In addition to the problems presented to OCR by the age and structural complexity of historical documents, full-text recognition is also hindered by a lack of appropriate lexicographical data. Put simply, words become obsolete or change their spelling over time, and a standard OCR dictionary will only recognise the most modern variants.
But historical language is also a challenge for users searching these collections of digitised documents. In Impact Centre of Competence, we also aim to improve searching in historical documents, allowing users to do so without knowledge of the details of spelling and inflection of a historical language.
Therefore, we use computational lexica, which contain historical variants (orthographical variants, inflected forms) that are linked to a corresponding dictionary form in modern spelling (known as a “modern lemma”).

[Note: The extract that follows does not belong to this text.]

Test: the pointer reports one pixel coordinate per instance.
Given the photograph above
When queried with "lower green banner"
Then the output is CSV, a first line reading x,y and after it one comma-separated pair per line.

Impact Centre provides guidelines and general tools for lexical data development from historical source material and tools to deploy the lexicon in enrichment (i.e. for retrieval).
Keep in mind the following things:
- Lexicon building for the digitisation and improved searching of historical documents only makes sense when the historical language differs substantially from the modern language. For Dutch, it already starts making sense for documents from the 19th Century. On the other hand 19th Century German does not differ greatly from modern German. Lexicon building in these situations has the most benefit for much older language periods like for instance the 16th Century.
- For lexicon building, one needs the assistance of a computational linguist and a historical linguist or a person mastering both skills.